Un cowboy solitaire, tout juste arrivé dans une ville perdue du Far West, entre dans un saloon. Là, sous les regards hostiles de la clientèle, il va se commander un whisky au bar. C’est alors qu’une voix, sortie de nulle part, se fait entendre dans la salle, à la stupeur de tous. Un narrateur invisible, entendu par tous les personnages de la scène, et qui semble prendre un malin plaisir à commenter les pensées de chacun d’entre eux. L’occasion pour lui de révéler leurs secrets inavouables et de semer ainsi une sacrée zizanie.

C’est au hasard de mes visionnages sur la toile que j’ai découvert ce réjouissant petit court-métrage. Réalisé en 2014 par Eric Kissack, The Gunfighter se présente comme un véritable exercice de style puisqu’il joue constamment de l’amalgame entre sa narration intra et extradiégétique.

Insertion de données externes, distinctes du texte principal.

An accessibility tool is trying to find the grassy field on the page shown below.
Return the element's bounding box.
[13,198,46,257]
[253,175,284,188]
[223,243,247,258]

L’idée est ici de parodier les archétypes classiques du western en les confrontant à l’intrusion dans le récit d’une voix-off interventionniste et perturbatrice. La première minute du film se résume ainsi à une scène tout ce qui a de plus classique dans le genre : l’arrivée d’un étranger dans un bar où tous les clients semblent lui être hostiles. Jusqu’à ce qu’intervienne la voix d’un narrateur apparemment omniscient qui, au fur et à mesure de sa “narration” entendue de tous dans le saloon, révèle les secrets les plus honteux de chacun (adultères en pagaille et zoophilie). Et à chacune de ses “révélations”, la scène menace de dégénérer en fusillade.

On rit alors beaucoup du jeu des acteurs, leurs personnages affichant des mines déconfites à mesure que la voix s’intéresse à leurs petits secrets. Le personnage de l’étranger, lui-même véritable archétype du desperado/justicier, tente du mieux qu’il peut de contenir la situation en incitant les autres personnages à ne pas prêter attention à la “voix” qui veut les monter les uns contre les autres. Mais ses tentatives sont toujours réduites à néant de manière ironique par l’intervention de ce mystérieux narrateur. On assiste alors à une escalade verbeuse et hilarante vers la fatalité et le “ballet of death” voulu par la voix-off. Comme si le réalisateur/scénariste du film se plaisait à réduire ses personnages à l’impuissance face à un récit/destin contre lequel ils ne peuvent lutter. Cela équivaut à conférer à tout auteur un statut divin sur ses personnages et autant dire que cette “voix” en profite.

Aussi drôle qu’original, porté par le jeu irrésistible de ses comédiens et le ton neutre et imperturbable de la voix-off de Nick Offerman, The Gunfighter est un petit bijou de comédie conceptuelle. Un exercice de style qui mérite vraiment, outre le coup d’oeil, qu’on en écoute surtout le récit.